« Les SEGPA » : le film tiré d’une série déjà stigmatisante

Cyril Hanouna annonce fièrement la sortie en avril 2022 d'un film qu'il co-produit : les SEGPA ! Un dérivé de la web-série montée à 2 millions d'abonnés, en faisant passer les élèves de SEGPA pour des demeuré.es encadré.es par des psychopathes. Mais comment agir face à une telle stigmatisation ?

Le Sgen-CFDT s’associe à la dénonciation de ce film « Les SEGPA » lancée par Rachid Zerrouki sur Twitter en réaction à un post de Cyril Hanouna, suivie ensuite par de nombreuses voix. Vous pouvez vous y associer en signant cette pétition.

La série on la connaît et on la critique depuis 2016. Elle fait rire les ados (y compris de SEGPA… mais d’un rire plus jaune…) parce qu’on y voit des jeunes adultes dont on a l’impression qu’ils ont redoublé dix fois, parce qu’ils se permettent tout et n’importe quoi et que les profs qui leur font face ne sont pas en reste et dépassent largement les bornes.
Et c’est drôle de casser les codes et de dépasser les limites, surtout quand on a 14 ans…
Oui mais… cela pourrait être tolérable si tout le monde en prenait pour son grade et que tout le système était caricaturé.
Mais dans cette websérie, ce sont bien des élèves de SEGPA déjà bien malmenés qui sont pris pour cible et considérés comme des abrutis.
Trop facile… et stigmatisant pour des élèves comme « les SEGPA » au collège ou « les STMG » au lycée (vous connaissiez peut-être « les SES » ou « les CPPN » à une autre époque…), des expressions qui sont des insultes sur les réseaux sociaux (il suffit de faire une recherche sur l’un d’entre eux pour s’en rendre compte).
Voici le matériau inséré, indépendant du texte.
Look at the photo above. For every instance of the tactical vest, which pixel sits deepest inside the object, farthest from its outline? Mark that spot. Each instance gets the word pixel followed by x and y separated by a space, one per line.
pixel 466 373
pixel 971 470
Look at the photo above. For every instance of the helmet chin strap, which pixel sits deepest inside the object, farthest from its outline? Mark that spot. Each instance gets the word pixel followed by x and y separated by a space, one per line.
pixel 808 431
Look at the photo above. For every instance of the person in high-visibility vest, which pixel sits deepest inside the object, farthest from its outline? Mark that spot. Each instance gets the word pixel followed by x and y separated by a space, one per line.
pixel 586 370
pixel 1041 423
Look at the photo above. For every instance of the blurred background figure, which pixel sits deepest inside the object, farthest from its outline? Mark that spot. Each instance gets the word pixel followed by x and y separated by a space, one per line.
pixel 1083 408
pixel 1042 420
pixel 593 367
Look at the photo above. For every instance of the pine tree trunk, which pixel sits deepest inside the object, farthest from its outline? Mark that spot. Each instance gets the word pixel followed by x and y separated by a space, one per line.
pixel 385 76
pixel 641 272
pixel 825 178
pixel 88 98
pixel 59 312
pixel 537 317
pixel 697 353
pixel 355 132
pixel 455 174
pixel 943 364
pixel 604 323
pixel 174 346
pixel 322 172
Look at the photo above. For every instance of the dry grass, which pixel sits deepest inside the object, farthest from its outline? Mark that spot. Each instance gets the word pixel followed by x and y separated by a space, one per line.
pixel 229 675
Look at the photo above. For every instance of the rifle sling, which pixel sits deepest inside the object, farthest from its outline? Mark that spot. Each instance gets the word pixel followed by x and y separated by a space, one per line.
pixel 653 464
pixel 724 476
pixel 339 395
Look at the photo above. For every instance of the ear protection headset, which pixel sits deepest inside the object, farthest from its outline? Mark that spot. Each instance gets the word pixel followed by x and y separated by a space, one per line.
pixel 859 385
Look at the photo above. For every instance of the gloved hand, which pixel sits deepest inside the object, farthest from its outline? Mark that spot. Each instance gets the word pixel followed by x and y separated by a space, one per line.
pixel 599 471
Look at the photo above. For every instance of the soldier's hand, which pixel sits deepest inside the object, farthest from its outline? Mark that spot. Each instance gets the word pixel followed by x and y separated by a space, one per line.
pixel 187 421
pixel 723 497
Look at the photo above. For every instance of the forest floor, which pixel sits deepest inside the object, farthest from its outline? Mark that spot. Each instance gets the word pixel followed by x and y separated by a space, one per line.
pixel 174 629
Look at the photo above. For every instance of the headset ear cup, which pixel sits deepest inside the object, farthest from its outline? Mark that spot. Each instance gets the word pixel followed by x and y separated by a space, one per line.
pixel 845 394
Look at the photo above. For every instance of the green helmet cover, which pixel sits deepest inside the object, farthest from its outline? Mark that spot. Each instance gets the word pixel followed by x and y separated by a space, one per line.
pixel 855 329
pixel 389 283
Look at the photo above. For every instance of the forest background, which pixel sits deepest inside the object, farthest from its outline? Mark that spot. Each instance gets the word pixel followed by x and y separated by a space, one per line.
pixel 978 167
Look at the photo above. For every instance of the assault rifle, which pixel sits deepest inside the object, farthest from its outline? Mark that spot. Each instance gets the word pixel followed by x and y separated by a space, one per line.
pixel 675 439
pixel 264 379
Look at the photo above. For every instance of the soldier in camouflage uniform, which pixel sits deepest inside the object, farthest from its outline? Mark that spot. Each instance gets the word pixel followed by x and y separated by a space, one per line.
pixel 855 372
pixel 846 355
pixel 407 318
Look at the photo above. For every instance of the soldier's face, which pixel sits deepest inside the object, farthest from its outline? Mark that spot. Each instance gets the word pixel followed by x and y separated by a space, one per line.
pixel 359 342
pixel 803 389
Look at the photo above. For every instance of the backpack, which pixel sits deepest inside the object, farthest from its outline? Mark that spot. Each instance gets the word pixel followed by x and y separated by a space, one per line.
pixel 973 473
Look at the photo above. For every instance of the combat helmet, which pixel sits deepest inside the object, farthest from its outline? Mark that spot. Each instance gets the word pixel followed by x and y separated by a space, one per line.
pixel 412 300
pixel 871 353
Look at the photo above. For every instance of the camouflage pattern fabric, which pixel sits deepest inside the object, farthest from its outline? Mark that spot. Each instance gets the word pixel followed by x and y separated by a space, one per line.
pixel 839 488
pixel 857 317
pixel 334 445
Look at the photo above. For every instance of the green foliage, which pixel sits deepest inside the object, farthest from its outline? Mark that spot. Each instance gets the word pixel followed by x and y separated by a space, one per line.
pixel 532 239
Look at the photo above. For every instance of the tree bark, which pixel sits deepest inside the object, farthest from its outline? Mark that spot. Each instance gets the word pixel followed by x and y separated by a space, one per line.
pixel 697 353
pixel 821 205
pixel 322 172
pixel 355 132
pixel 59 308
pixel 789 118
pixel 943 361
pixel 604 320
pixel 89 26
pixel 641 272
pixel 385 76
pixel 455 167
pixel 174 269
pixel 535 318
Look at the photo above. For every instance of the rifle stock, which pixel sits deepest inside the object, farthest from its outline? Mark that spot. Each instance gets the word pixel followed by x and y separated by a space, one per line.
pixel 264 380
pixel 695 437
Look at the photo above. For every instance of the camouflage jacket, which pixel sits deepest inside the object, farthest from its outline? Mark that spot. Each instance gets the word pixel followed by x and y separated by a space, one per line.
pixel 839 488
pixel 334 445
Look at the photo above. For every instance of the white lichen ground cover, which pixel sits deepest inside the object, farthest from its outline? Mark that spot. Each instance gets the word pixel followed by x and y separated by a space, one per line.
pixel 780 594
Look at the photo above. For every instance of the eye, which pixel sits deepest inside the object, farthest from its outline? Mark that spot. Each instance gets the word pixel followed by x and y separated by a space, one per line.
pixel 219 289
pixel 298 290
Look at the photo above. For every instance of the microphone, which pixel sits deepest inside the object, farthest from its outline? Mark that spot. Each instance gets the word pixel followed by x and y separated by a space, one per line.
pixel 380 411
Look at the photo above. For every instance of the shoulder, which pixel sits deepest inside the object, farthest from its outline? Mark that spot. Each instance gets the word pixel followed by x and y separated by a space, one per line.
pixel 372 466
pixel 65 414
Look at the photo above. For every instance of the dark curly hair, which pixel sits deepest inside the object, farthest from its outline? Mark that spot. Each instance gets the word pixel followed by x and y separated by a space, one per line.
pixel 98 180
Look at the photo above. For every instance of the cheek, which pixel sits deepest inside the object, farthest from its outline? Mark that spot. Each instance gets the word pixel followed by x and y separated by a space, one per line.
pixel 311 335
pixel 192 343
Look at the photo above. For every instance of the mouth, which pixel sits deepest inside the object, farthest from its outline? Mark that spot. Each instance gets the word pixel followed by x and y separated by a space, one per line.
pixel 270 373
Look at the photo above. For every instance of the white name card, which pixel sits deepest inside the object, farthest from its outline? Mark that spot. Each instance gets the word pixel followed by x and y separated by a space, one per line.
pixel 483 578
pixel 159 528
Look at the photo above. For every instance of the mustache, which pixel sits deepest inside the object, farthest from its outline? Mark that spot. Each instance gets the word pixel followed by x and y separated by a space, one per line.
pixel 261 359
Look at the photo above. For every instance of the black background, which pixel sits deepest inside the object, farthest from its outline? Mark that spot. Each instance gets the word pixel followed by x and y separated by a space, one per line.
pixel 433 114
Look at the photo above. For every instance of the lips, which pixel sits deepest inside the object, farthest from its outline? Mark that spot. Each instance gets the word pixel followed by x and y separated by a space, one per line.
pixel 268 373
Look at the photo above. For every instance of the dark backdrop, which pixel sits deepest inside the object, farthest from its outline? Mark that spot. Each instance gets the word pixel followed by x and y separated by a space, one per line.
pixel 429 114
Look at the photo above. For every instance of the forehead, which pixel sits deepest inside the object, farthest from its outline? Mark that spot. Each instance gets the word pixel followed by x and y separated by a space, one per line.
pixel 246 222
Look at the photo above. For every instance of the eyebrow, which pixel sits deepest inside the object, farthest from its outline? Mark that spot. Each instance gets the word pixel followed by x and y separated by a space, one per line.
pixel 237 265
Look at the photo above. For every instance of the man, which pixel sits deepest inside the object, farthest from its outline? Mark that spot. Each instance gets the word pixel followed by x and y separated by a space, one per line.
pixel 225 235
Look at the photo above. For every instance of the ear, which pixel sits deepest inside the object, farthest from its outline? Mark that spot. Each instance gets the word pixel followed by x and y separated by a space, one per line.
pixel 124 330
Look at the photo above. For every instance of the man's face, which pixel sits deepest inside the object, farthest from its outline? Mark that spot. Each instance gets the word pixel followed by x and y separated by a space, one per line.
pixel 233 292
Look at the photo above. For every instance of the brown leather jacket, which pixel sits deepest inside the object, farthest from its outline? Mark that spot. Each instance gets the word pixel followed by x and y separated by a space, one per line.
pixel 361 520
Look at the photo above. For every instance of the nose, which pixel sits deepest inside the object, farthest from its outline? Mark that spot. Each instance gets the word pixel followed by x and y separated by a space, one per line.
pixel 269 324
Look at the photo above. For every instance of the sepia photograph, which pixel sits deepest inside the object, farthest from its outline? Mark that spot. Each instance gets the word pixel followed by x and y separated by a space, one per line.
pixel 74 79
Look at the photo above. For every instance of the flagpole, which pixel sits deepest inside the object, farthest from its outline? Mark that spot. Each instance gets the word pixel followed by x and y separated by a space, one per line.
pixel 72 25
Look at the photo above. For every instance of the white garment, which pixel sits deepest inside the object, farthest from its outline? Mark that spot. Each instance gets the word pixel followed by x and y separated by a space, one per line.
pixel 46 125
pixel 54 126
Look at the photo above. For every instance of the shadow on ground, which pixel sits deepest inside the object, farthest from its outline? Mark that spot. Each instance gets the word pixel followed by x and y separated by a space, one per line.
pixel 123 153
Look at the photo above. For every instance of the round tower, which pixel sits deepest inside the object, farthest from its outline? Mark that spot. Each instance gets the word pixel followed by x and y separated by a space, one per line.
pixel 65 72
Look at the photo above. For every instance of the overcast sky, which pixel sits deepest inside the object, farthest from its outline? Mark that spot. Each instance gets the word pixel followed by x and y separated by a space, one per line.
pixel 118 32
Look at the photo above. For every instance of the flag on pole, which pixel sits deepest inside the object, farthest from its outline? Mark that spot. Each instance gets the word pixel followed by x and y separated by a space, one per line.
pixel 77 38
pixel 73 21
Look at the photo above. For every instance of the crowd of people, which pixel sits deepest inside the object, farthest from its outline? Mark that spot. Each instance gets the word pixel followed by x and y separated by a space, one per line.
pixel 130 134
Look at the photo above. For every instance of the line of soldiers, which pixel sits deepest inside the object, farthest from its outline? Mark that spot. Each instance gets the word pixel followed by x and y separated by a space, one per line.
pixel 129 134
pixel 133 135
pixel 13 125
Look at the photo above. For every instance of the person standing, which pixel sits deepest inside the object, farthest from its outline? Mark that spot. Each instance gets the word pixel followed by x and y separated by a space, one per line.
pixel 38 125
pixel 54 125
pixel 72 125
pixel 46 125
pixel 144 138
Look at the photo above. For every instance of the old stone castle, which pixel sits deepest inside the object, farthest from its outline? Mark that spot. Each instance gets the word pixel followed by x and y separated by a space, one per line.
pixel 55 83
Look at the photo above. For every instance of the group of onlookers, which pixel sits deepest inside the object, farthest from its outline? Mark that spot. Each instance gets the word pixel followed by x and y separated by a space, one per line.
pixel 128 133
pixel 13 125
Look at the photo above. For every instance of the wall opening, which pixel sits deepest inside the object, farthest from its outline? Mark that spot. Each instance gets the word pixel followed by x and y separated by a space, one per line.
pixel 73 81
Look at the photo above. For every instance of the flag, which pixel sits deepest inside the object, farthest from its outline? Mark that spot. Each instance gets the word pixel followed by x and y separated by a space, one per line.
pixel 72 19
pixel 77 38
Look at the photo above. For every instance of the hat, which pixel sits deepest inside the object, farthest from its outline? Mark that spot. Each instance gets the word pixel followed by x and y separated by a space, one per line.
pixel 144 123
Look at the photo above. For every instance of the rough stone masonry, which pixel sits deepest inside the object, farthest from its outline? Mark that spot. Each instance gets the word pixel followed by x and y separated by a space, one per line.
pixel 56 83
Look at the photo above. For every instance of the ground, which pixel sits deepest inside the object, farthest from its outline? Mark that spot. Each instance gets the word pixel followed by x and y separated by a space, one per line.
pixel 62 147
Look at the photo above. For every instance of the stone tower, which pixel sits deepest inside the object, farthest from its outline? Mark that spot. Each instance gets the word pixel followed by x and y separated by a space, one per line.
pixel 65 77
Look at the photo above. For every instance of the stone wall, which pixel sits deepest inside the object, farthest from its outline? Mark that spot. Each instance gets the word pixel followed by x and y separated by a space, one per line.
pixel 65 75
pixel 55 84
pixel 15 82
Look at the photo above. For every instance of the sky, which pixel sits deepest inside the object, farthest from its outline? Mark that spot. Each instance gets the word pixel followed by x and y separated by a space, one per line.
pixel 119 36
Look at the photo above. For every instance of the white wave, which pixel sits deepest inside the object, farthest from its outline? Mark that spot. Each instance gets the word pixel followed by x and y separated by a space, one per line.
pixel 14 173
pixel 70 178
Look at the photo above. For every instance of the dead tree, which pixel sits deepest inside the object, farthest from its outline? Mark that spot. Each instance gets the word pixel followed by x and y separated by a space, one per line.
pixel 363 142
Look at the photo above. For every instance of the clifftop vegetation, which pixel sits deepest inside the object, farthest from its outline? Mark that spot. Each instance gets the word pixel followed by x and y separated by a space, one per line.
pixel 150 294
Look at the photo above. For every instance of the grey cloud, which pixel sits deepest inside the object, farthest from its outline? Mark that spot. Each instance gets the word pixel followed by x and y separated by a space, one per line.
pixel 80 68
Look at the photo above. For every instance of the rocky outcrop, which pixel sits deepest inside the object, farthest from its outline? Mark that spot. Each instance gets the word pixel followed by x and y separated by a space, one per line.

La caricature a été inventée pour se moquer des puissants, pas des plus fragiles !

segpa

Et si on poursuivait le débat sur « les SEGPA » ?

Cette affaire aura au moins eu le mérite de mettre en lumière le sort réservé à ces élèves qui n’ont pas les relais médiatiques d’autres sections plus prestigieuses…
Un élément de toute cette navrante histoire est plus qu’ennuyeux et ne disparaitrait pas avec la suppression du film : ce stigmate, cette étiquette, ce n’est pas Cyril Hanouna qui l’a collée. On peut certes dénoncer le fait qu’il la surligne avec un stylo jaune fluorescent, mais elle était déjà là.
On s’offusque : « il vient renforcer un harcèlement qui était déjà présent dans les collèges »? Mais d’où provient-il ce harcèlement ?
Le Sgen-CFDT travaille avec ATD Quart Monde sur le projet CIPES depuis 5 ans.
Ce travail de long cours a permis de mettre en évidence le fait que de nombreux enfants étaient orientés dans ces sections du fait de leur origine sociale.
Dit autrement, à résultats scolaires équivalents, les parents de milieux plus favorisés trouveront d’autres solutions et éviteront la SEPGA pour leurs enfants.

C’est ainsi que l’on retrouve plus de 80% d’enfants de milieux défavorisés dans ces sections.

Nous ne nous satisfaisons pas d’une telle ségrégation sociale et c’est bien aussi à une stigmatisation structurelle qu’il faudrait s’attaquer en plus de celle entretenue dans les cours de récré ou sur internet. Nous devrions être capables d’accueillir tous ces élèves dans un collège unique, sans étiquettes stigmatisantes, mais au sein duquel plusieurs parcours pourraient être possibles et donc mieux respectés. En commençant par proposer des cours en ateliers à tous les élèves et pas seulement aux élèves de SEGPA, par exemple. La revalorisation de la voie professionnelle et des « premiers de corvée » restera une incantation si elle n’est pas accompagnée de telles mesures.